Edirne’de tarımsal sulamada kritik bir öneme sahip olan Meriç Nehri’nde debi, geçen yılın aynı dönemine göre iki katın üzerinde artarak 106 metreküp/saniyeye ulaştı. Tunca Nehri’nde ise debi 4 metreküp/saniyeden 8 metreküp/saniyeye yükseldi. Trakya Üniversitesi Doğal Afet Araştırma ve Uygulama Merkezi Müdür Yardımcısı Doç. Dr. Musa Uludağ, yağışların tarımsal üretim için büyük önem taşıdığını belirtti.

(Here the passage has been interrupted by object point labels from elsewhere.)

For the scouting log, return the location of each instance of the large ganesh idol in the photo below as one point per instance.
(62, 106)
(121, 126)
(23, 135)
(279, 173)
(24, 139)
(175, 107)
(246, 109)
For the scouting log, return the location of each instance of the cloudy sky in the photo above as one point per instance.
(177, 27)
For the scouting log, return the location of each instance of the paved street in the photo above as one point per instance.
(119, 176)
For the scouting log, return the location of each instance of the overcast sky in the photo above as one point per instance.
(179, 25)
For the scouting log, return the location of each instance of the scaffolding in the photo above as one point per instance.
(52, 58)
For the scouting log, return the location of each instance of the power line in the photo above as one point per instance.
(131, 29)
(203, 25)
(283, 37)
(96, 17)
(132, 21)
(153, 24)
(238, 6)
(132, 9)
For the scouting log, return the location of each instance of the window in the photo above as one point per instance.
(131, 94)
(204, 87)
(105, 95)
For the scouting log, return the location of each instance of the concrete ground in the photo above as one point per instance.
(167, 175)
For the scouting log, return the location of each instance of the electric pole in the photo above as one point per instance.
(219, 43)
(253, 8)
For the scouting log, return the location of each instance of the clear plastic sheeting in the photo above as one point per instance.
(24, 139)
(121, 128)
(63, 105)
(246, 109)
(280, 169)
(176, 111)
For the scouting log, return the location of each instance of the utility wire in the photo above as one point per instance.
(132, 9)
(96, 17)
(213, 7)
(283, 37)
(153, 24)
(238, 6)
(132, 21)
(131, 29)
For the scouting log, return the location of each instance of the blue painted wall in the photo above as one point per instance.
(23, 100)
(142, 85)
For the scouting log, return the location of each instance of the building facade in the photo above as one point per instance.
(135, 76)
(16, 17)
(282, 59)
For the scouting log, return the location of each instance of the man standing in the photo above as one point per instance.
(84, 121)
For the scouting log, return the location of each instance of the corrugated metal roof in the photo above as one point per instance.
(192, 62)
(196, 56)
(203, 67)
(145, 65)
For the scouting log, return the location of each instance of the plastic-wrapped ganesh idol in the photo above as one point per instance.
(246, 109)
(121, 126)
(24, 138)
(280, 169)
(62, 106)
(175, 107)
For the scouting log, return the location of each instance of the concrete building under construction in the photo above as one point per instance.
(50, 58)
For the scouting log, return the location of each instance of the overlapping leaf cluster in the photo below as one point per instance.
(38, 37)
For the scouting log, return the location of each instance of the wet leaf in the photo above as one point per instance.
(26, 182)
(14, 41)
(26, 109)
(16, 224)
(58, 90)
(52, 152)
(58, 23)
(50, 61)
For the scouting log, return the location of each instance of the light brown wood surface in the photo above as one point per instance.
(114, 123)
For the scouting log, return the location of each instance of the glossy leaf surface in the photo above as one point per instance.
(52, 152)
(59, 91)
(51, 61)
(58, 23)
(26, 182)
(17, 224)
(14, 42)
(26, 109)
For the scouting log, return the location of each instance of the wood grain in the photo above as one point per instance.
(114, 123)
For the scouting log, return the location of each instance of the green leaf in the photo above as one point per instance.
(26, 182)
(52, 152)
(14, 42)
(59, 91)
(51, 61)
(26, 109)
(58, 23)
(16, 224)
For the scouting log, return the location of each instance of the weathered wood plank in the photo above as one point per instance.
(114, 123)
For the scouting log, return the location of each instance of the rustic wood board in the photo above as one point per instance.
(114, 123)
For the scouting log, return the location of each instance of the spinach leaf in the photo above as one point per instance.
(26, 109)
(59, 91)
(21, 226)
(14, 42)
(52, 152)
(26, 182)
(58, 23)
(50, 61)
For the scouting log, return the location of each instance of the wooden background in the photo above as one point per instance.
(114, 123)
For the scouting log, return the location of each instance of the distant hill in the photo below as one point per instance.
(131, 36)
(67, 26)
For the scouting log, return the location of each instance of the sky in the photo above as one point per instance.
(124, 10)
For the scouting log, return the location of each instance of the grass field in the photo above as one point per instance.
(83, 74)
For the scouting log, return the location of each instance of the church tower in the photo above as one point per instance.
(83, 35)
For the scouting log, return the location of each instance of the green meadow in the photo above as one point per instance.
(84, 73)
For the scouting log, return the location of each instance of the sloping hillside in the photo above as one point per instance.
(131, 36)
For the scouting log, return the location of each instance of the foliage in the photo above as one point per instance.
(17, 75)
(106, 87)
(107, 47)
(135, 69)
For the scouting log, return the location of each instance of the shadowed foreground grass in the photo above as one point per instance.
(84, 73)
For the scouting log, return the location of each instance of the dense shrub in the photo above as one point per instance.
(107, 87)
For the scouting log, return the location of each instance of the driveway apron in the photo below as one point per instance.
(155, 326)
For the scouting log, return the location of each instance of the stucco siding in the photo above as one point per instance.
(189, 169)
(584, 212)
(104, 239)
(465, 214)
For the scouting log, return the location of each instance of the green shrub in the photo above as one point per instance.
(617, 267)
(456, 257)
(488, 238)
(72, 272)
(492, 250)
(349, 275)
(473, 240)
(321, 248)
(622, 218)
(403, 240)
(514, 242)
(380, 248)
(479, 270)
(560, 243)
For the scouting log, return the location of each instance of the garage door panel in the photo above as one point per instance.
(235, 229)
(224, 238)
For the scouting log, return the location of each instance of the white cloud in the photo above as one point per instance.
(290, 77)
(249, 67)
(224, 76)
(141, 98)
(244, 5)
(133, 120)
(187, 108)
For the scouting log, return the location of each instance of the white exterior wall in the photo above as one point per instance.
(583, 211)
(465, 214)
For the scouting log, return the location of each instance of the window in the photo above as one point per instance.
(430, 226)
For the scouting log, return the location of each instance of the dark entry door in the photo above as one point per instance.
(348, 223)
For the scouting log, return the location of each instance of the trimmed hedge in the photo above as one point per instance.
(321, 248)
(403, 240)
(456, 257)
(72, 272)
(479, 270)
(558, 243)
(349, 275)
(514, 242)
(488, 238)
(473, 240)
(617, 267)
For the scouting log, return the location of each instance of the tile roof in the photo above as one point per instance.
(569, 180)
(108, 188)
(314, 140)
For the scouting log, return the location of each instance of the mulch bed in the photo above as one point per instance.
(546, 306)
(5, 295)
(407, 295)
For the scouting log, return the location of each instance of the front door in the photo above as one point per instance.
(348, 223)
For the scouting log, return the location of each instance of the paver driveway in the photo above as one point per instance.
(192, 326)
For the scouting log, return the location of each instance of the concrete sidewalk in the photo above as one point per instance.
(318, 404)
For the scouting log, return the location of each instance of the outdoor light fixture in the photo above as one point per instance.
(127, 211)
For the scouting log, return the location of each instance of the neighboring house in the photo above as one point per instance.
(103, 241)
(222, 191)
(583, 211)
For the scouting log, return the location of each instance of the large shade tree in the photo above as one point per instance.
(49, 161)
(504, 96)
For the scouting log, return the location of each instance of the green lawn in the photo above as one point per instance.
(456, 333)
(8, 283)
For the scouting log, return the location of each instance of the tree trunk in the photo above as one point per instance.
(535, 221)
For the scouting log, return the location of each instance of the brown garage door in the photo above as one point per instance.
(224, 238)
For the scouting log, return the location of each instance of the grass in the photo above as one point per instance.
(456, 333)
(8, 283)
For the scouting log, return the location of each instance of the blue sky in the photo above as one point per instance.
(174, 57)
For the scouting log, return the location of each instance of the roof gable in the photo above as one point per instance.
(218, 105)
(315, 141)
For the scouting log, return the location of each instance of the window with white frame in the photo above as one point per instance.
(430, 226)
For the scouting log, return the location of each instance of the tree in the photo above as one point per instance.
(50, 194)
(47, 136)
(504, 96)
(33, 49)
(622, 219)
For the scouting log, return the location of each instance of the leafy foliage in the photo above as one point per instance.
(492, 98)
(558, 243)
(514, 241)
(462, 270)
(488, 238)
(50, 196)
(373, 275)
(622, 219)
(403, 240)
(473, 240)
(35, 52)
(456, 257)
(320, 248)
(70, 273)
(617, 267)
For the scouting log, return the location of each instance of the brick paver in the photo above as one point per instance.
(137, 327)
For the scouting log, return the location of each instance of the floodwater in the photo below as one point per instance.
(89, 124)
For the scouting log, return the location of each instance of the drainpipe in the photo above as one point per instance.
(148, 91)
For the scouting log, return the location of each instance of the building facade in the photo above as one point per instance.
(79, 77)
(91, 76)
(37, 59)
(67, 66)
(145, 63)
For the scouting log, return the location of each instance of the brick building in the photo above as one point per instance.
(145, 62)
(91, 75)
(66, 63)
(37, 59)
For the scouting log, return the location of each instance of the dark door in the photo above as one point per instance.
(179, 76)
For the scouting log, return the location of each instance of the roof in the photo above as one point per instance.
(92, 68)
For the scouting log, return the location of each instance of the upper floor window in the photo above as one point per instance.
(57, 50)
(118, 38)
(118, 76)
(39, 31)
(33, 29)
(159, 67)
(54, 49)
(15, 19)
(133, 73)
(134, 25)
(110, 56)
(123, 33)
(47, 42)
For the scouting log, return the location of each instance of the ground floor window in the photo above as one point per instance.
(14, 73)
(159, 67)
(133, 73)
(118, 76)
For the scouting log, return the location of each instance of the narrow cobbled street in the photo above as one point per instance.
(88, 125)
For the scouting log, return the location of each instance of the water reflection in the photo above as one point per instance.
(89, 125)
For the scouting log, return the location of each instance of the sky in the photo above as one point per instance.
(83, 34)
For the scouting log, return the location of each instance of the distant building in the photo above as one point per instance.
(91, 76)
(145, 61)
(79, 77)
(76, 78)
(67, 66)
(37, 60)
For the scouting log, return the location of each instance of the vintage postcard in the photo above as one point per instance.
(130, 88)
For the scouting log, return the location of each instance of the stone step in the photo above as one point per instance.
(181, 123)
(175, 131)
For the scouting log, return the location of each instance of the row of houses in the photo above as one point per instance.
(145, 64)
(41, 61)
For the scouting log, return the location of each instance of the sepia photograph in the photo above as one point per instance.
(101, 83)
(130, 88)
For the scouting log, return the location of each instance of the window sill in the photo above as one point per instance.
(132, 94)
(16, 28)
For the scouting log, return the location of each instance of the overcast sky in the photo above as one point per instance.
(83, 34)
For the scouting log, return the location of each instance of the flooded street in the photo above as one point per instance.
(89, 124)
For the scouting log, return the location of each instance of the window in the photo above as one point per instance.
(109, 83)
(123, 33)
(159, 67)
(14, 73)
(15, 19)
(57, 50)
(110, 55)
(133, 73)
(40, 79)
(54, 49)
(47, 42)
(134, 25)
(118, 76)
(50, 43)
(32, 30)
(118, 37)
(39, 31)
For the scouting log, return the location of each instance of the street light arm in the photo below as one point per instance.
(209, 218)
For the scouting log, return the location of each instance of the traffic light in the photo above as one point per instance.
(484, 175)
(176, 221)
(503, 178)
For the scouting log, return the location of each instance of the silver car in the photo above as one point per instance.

Kurak Dönemin Ardından Yağışlarla Gelen Artış
Edirne’de yaz ve sonbahar aylarında yaşanan kuraklık, tarımsal üretimi olumsuz etkiledi. Ayçiçeği üreticileri verim kaybı yaşarken, Meriç ve Tunca nehirlerindeki su seviyesi kritik seviyelere kadar düşmüştü. Ekim ve kasım aylarında buğday ekimi kuru toprakta yapılmak zorunda kalırken, aralık ayında gelen 120 kilogramlık yağış ve Balkanlar’daki kar yağışları nehir debilerinin yükselmesini sağladı.
Özellikle son dönemde Edirne kent merkezinde de görülen kar yağışı, nehir debilerini artıran en önemli etkenlerden biri oldu. Geçen yıl şubat ayında 42 metreküp/saniye olarak ölçülen Meriç Nehri’nin debisi, bu yıl aynı dönemde 106 metreküp/saniyeye çıktı.
“Tarımsal Rekolte Açısından Önemli Sonuçlar Bekleniyor”
Doç. Dr. Musa Uludağ, yağışların Trakya bölgesi tarımı için kritik olduğunu belirterek şunları söyledi:
“Trakya, özellikle Meriç Havzası, bir tarım havzasıdır. Çeltik üretimi, nehirlerde akan suyun miktarıyla doğrudan ilişkilidir. Ayrıca, yağışların niteliği de buğday ve ayçiçeği gibi kuru tarım ürünlerinin gelişimi için büyük önem taşır. Ekim ayında yaşanan kuraklığa rağmen, kış döneminde kar yağışlarının artması tarımsal üretim açısından olumlu bir tablo çizebilir.”
“Yer Altı Sularının Doyuma Ulaşması Zaman Alacak”
Son dönemde artan yağışlara rağmen, yer altı sularının kısa vadede doyuma ulaşmasının mümkün olmadığını vurgulayan Uludağ, Ergene ve Meriç havzalarında uzun yıllardır sulama ve sanayi amaçlı yoğun su çekimi yapıldığını belirtti.
“Yer altı su havzalarının tamamen toparlanması kısa vadede beklenemez. Bu süreç, uzun yıllar süren hidrolojik döngülerle gerçekleşir. Ancak yüzeye yakın yer altı sularında kısmi iyileşme sağlanabilir. Derin su akiferlerinin beslenmesi için ise daha uzun ve yoğun kar yağışlarına ihtiyaç var.” dedi.
“Kurak ve Nemli Dönemler Döngüsel Olarak Devam Edecek”
Doç. Dr. Uludağ, iklim değişikliğinin etkileriyle birlikte bölgenin ilerleyen süreçte yeniden kurak bir döneme girebileceğini ifade etti.
“Dünyanın yörüngesel hareketleri ve iklim döngüleri nedeniyle her 10-11 yılda bir kurak ve nemli dönemler yaşanır. Küresel ısınmanın etkisiyle bu süreç değişime uğrayabilir. Önümüzdeki yıllarda sıcaklıkların genel olarak artması bekleniyor. Bu yıl kar yağışlarıyla bir rahatlama oldu, ancak önümüzdeki yıllarda kurak dönemlerin tekrar yaşanması muhtemel.” diye konuştu.
“İklime Uyum İçin Su Yönetimi Şart”
İklim değişikliğiyle mücadelede en önemli unsurun su yönetimi olduğunun altını çizen Uludağ, şehirlerin ani yağışlara ve sıcaklık dalgalanmalarına karşı daha dirençli hale getirilmesi gerektiğini belirtti.
“Kuraklık ve aşırı yağış dönemlerinin ne zaman geleceğini değil, bu değişimlere nasıl uyum sağlayacağımızı konuşmalıyız. Şehirlerimizi ve tarımsal üretimimizi bu iklim dalgalanmalarına göre planlamalı, su kaynaklarını verimli kullanmalıyız. Bu süreçte en büyük sorumluluk, gelecek nesilleri çevreye duyarlı bireyler olarak yetiştirmekten geçiyor.” ifadelerini kullandı.